Measuring The Semantic Web – Measurement Units

In the last post I introduced the concept from HyTime of a finite coordinate space (FCS) consisting of a number of axes each of which is tied to a measurement domain where the measurement domain might be physical or virtual. In this post we will take a look at Clause 9.2 of the standard which talks about how to define the units of measurement for a measurement domain.

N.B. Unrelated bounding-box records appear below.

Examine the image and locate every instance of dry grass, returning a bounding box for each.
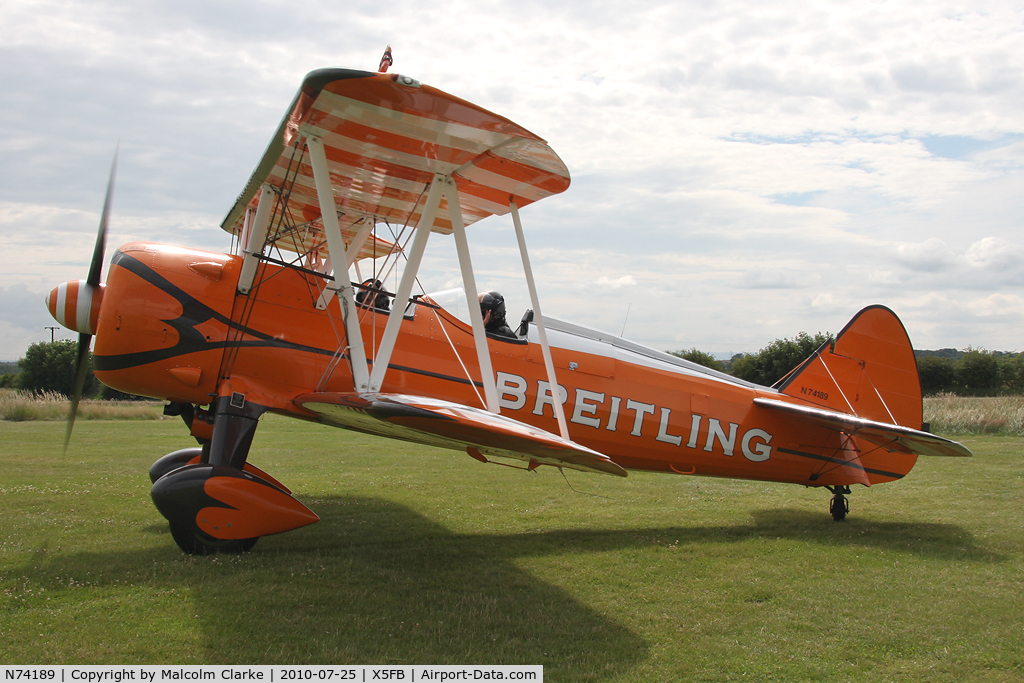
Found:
[0,389,163,422]
[925,393,1024,436]
[0,415,1024,683]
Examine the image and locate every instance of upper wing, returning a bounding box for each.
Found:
[221,69,569,256]
[754,398,972,458]
[295,392,626,476]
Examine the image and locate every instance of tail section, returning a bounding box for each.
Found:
[775,306,922,429]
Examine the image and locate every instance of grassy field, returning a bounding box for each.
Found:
[0,417,1024,681]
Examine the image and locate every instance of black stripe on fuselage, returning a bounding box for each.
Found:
[93,251,483,387]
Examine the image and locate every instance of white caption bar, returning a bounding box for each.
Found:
[0,665,544,683]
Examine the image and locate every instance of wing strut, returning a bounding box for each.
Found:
[306,135,372,391]
[509,202,569,441]
[444,176,501,415]
[239,183,274,294]
[369,173,445,393]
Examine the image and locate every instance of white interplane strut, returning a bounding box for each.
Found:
[368,173,444,392]
[239,183,274,294]
[509,202,569,441]
[306,136,372,391]
[444,176,501,414]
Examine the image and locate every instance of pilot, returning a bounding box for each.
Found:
[479,290,518,339]
[355,278,391,312]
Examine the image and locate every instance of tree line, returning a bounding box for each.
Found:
[669,332,1024,396]
[0,332,1024,398]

Before we go there, lets just pause a moment to think about the problem here. Take length as an example. For most folks going about their daily business, the metre is a good unit of length to use for most things – I’m 1.9m tall, my room is 3.5m by 2.5m. However, for some things we tend to prefer to use smaller length units such as the corner-to-corner size of my monitor (22″), the depth of my desk (40cm…I’m guessing that one), the diameter of the jack that goes into my iPod (3.5mm). The folks that make the chips that power my PC work in nanometres, cellular scientists probably dream in picometers. Physicists are the worst – depending on their speciality a picometer might be way too big or a kilometre way too small.  If we want a measurement system that works we need some way for all of these folks to express measurements in terms of the units that make the most sense to them but at the same time be able to freely map between them.

The HyTime answer to this is to provide a way to specify a measurement domain in terms of some basic unit of measurement and then to define as many other units of measurement for that domain in terms of their ratio to the basic measurement unit. For physical measurements of space and time, HyTime provides definitions measurement domains based on the Systeme Internationale (SI) units of SI second and SI meter. The

Its probably easier to understand this if we take one of these definitions as an example (the following are all snippets from the text of clause 9.2)

Firstly our measurement domain is defined in terms of a standard measurement unit (SMU). The standard measurement unit has an identifier, and this being HyTime and based on SGML, the identifier is a formal public identifier (FPI):

<!notation
   SImeter        -- Systeme International meter --
                  -- Reference unit of real length --

   PUBLIC "ISO/IEC 10744:1997//NOTATION
           Systeme International meter//EN"
>

If you come from the world of XML, just think of “ISO/IEC 10744:1997//NOTATION Systeme International meter//EN” as a funny-shaped URI and you’ll be doing fine. You can also think of this <!notation> tag as declaring a mapping from the short string “SImeter” to the longer identifier string. So this is essentially an SGML-flavoured namespace declaration.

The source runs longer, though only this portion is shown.